A total of 46 juvenile Albacore from Northern California and Washington sequenced in this study were live sampled and tagged by Childers et al. (2011). These juveniles were assigned to different PCA clusters in the North and South Pacific dataset: Cluster A (38 samples), B (seven samples), and C (one sample), which indicates a mixture of genetic profiles (Appendix S1). Unfortunately, none of these fish had successful tag returns, and so it is not possible to compare this genetic variation with recorded migratory behavior.

4.3. No evidence of population substructure within the North Pacific

Using both putatively adaptive and presumed neutral loci, we did not identify population structure to support the distinction of separate stocks in the northeast Pacific Ocean. Northern and southern West Coast groups were previously identified among juveniles based on body size and growth rate (Laurs & Lynn, 1977; Renck et al., 2014), and otolith isotope composition (Wells et al., 2015). Tagging research also indicates that some juveniles within the southern West Coast region overwinter west of Baja California, rather than migrating northward (Childers et al., 2011). Our genetic results suggest that these northern and southern groups do not represent distinct genetic populations. The most likely explanation for this pattern is that young Albacore reside and feed in different areas, resulting in phenotypic differences, but with age, they no longer remain in separate areas. It is possible that sampling over multiple seasons and years could identify subtle genetic differences between these groups. After all, it can be difficult to genetically differentiate closely related populations if mixed stocks occur (Waples et al., 2008). Fine‐scale population structure in marine species with large population sizes is also likely to result in very low F _ST values, which can make very fine population structure difficult to distinguish from a false negative result (Gagnaire et al., 2015; Lowe & Allendorf, 2010).
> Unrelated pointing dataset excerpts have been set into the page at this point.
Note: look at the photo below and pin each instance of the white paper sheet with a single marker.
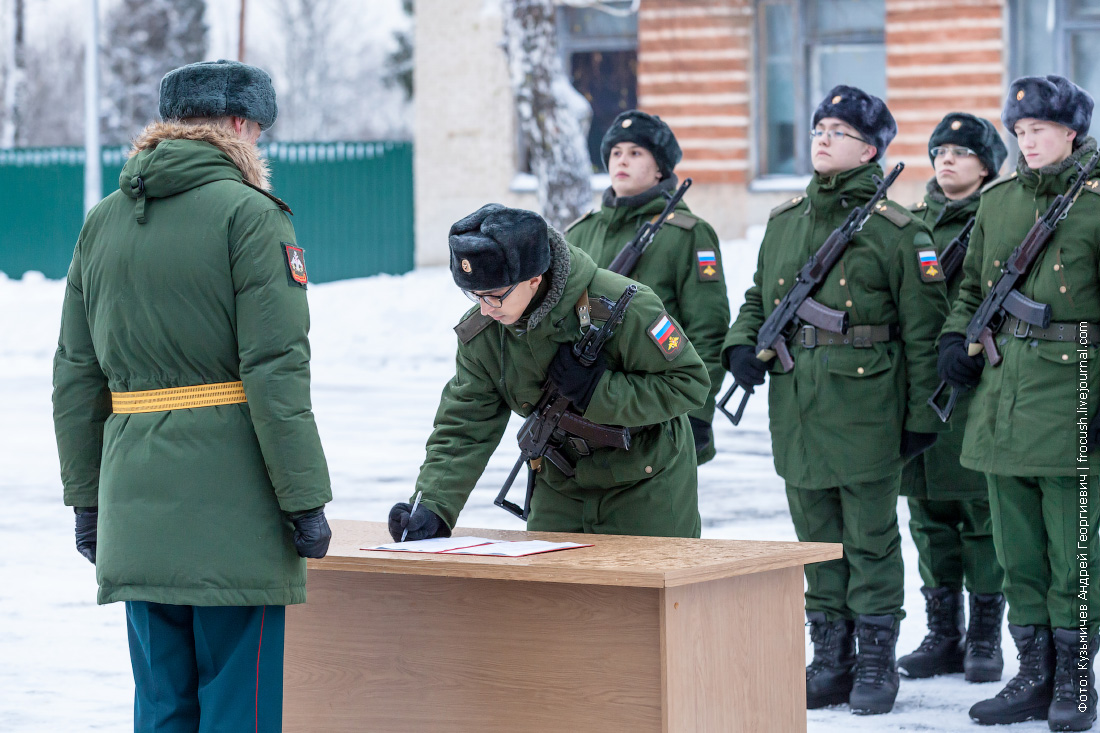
(516, 549)
(435, 545)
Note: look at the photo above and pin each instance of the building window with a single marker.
(600, 51)
(805, 47)
(1058, 36)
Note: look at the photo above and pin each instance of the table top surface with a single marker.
(613, 560)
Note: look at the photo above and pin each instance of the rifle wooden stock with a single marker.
(1004, 298)
(552, 422)
(793, 308)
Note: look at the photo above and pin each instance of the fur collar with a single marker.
(559, 274)
(244, 155)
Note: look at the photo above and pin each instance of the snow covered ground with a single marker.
(64, 664)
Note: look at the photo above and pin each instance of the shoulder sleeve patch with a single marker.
(931, 272)
(706, 265)
(784, 206)
(471, 326)
(295, 264)
(580, 219)
(668, 337)
(893, 216)
(681, 219)
(278, 201)
(998, 182)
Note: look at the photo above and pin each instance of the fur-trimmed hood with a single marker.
(166, 160)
However, given that we sampled 130 Albacore along the West Coast from six sample areas and thoroughly analyzed thousands of loci, it is unlikely that any potential genetic differentiation among sample areas in the North Pacific is comparable to the strong differentiation observed between the North and South Pacific using the putatively adaptive loci.
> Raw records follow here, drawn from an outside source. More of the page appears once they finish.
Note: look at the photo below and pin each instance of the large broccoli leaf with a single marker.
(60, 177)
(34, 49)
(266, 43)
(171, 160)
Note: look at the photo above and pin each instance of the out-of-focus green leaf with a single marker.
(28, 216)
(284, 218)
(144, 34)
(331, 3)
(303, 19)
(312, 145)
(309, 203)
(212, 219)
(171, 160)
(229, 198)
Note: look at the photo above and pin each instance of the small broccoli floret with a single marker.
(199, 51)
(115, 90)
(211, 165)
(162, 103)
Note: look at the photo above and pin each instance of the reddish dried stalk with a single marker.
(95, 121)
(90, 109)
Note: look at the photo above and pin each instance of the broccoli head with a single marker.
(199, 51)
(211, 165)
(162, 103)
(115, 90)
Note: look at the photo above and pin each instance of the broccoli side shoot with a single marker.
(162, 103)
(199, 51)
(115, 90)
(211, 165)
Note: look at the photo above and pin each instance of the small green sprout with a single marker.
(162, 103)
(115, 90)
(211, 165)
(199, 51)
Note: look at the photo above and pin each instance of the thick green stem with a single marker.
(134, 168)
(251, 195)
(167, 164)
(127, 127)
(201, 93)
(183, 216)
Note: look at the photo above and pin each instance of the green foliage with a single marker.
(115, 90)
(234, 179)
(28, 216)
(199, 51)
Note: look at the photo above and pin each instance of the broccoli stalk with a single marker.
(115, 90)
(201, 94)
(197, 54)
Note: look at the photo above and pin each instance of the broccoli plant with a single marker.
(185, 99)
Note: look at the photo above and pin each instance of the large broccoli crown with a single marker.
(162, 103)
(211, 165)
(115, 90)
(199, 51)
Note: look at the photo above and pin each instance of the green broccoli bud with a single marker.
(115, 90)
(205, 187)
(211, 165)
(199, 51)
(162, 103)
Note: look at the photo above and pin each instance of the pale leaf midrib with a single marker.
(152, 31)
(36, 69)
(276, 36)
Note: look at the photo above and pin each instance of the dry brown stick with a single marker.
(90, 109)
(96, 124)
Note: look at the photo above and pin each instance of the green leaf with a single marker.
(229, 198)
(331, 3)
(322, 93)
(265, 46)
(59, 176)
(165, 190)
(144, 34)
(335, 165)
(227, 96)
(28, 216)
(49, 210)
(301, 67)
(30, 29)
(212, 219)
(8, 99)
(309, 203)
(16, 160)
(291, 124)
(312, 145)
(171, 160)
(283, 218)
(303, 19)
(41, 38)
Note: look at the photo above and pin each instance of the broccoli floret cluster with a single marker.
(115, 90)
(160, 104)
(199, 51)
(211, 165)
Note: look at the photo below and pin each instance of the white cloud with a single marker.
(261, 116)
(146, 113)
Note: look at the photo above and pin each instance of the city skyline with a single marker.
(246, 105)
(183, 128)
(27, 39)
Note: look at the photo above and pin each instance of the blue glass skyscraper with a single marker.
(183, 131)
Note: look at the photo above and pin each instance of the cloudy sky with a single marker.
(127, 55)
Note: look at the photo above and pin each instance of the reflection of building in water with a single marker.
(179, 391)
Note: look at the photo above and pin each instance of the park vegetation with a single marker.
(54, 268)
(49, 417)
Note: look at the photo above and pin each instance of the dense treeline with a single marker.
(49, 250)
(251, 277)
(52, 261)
The lack of genetic population structure in the North Pacific is congruent with the only previous genetic study of Albacore that sampled multiple areas in the North Pacific, which could not distinguish Albacore sampled off Japan, Taiwan, and Hawaii using mitochondrial DNA sequence data (Wu et al., 2009). A recent RADseq study of Yellowfin Tuna also did not detect population substructure within the North Pacific (Pecoraro et al., 2018), albeit with more limited spatial sampling.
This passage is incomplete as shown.